There were a handful of ‘life choices’ I made sure my husband-to-be was clear about.

IF we had children, there was NO way I was going to place my children into the school system. EVER, if it could be avoided.

I made sure my partner was clear and agreeable. He’s a qualified teacher and he was o.k. with this choice.

While I was not planning to have children, I needed to ensure we were ‘on the same page’.

We never spoke with our extended families about it until the first child was approaching school age. At this stage, we just made it clear that we had chosen to homeschool. One or two friends had questions but were supportive. Some family members were rude about it without saying anything specific – it was in their body language or how they spoke to our child or how they conveyed the information to others that were clearly disrespectful of our choice.

My reasons for this choice were both philosophical as well as medical. I am medically disabled and undertaking the ‘school run’ was not within my capacity. I also was concerned that my child may have inherited my medical issue. This was proven to be the case some years later when it became apparent that we needed to have our child tested. The philosophical reasons were around several issues – I had been bullied at school by both educators and children. I did not want my child to attend a government school but could not afford a private school. And I would never be able to afford private school fees.

We happily used the preschool system for a few hours each week when our child was old enough. Our local venue was play based so that suited us perfectly. As we were only using it a few hours a week, my husband was able to do most of the drop-offs and pick-ups. at that stage, the enrolment allowed for 3 half days. Sessions ran for 3-4 hours depending on the day. Our child was never there on time, so she often only got about 2.5 hours on two days a week as she did not attend one of the three days as we undertook a family activity that day. As the system was and is not ‘compulsory’, this was within our permitted choices.

About halfway through the year, it was at this point that it became apparent that my plans might need some ‘amending’. My child insisted she wanted to attend school with her friends at least part-time. we went to the two local primary schools to see what they were like and if they were open to partial enrolment. One school was a definite no which was fine by me as I did not like the Principal at all. the other school did not refuse the request but they were very strict about how we had to do it. I was not happy with it but my child dearly wished to give it a try.
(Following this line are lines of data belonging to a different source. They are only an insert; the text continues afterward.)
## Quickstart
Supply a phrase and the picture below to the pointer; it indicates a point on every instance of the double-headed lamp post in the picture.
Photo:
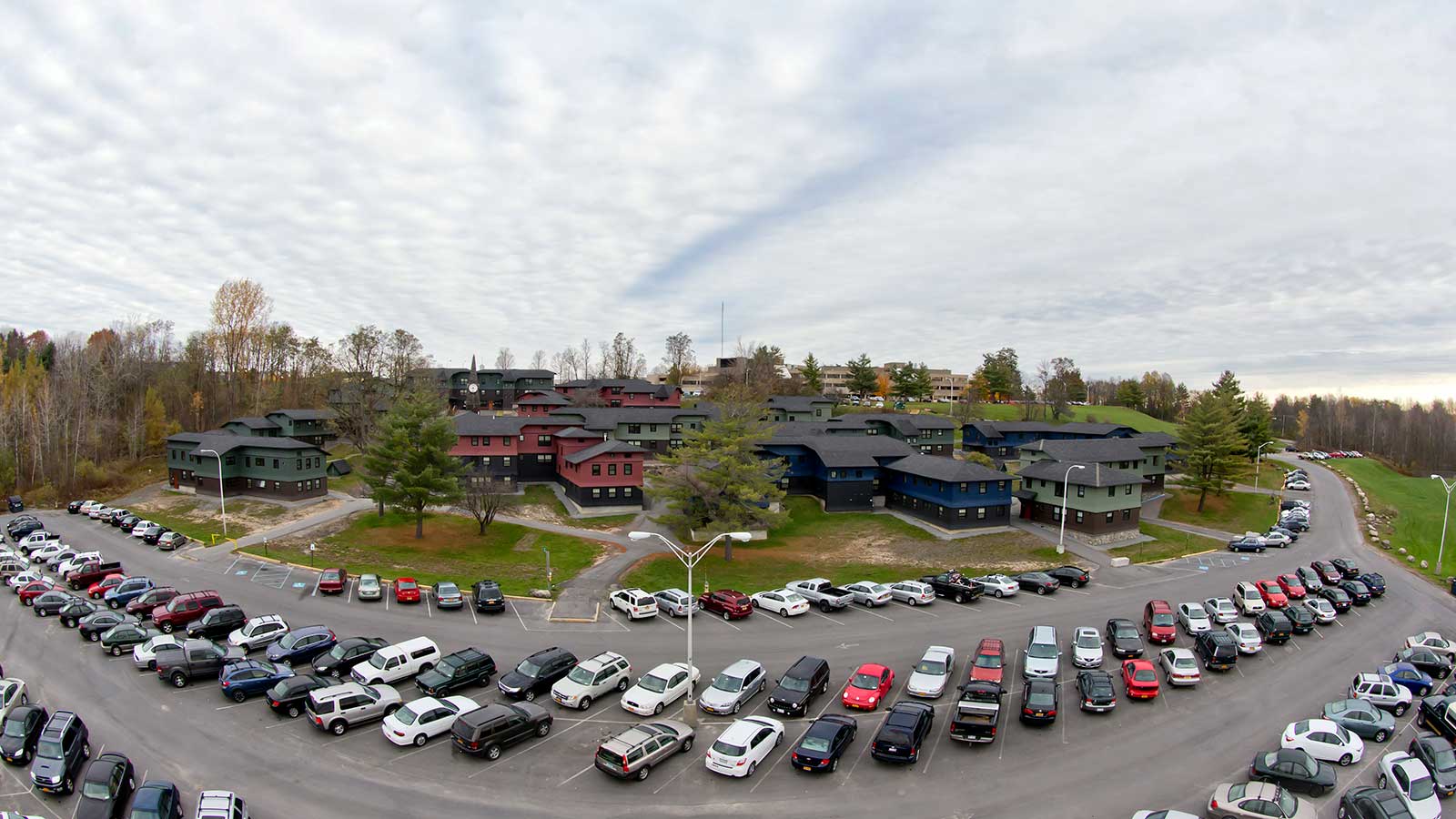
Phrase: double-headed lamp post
(220, 499)
(691, 559)
(1445, 519)
(1067, 490)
She made several friends as well as cementing friendships with neighbours, twin girls. Four-year-old kindergarten can be lots of fun and our child enjoyed it immensely. We got to know a few of the local adults too. During term 4, kindergarten kids got to do a transition program with the nearby junior school. One session of the three each week was spent at the school rather than at kindy. We weren’t going to participate but our child really wanted to see what it was all about so she did some of the sessions.

Our daughter attended two part days a week or so was the plan. The Principal’s plan, not ours. Despite being told otherwise, he kept talking about it as a transition to school. We never had any intention for that t be the case. We told them we did not want assessments. The system was organised in a way that they had to issue a report. the system also did not actually accommodate for a partial enrolment on the reports even though the enrolment system did. this meant that our child was marked as absent on the days she was not enrolled to attend. I found this very annoying as it was factually incorrect. [Yeah, I nitpick about that sort of thing.] The school principal made a ridiculous comment that our child could not read.
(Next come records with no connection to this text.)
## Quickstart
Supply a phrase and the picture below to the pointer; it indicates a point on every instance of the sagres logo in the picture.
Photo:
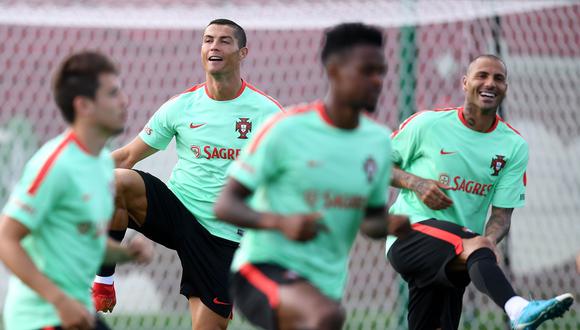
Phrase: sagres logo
(497, 164)
(211, 152)
(370, 168)
(196, 151)
(244, 126)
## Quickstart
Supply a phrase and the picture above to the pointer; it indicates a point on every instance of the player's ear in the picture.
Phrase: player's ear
(332, 68)
(82, 106)
(243, 52)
Our child refused to read out loud for the teachers. She was mot ‘a performing monkey’. She had in fact, been reading since before attending school. By the time her report came out, she was not attending both of the days she was supposed to. She had lost her desire to go. I was lucky to get her there one day a week. I never forced her but I did remind her that it had been her choice and if we did not change her enrolment then she should try to go.

She loved art which thankfully was on one of the days she was supposed to be there. She seemed to like the teacher and her sessions in the art class. Unfortunately, the teacher became ill and had to be replaced. [Sadly, she passed away before the end of the year.] My child certainly did not like being told she had to change activities by her class teacher. The class teacher told us she was obstinate. She was not angry or negative about it, just matter-of-fact. We were aware that she could be like that but that she could also be very cooperative.
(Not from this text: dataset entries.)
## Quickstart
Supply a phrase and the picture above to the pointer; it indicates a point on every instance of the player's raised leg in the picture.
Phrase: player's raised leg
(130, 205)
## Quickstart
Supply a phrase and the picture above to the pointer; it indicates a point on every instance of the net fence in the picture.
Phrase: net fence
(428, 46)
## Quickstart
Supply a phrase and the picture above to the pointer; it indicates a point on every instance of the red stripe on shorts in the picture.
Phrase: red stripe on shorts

It was her year of Prep that really confirmed for me that we would have to get her tested for my medical issues in the not-too-distant future. We ended up doing that about 5 years later I think, once we had more evidence and were comfortable with the idea of her having blood tests.

We did in fact apply for grade one as a partial enrolment as our daughter said she would like to give it a go. I was a bit surprised but willing to do as she requested. However, the school ghosted us. Our application was ignored and so were my emails. I found it quite disturbing that a polite refusal was not issued. Truth be told, I was very happy to be embarking on full-time homeschooling. Our second child was getting to be a handful, a very different child from her older sister, so having them together was great. They got along really well. Our older child would read to her younger sister which enabled me to do some chores or food prep.

We kept chickens and they both loved spending time in the garden with them.

During that year of part-time school-homeschool, we also started to make some homeschool community connections. It was a wonderful stage of life for us and our kids.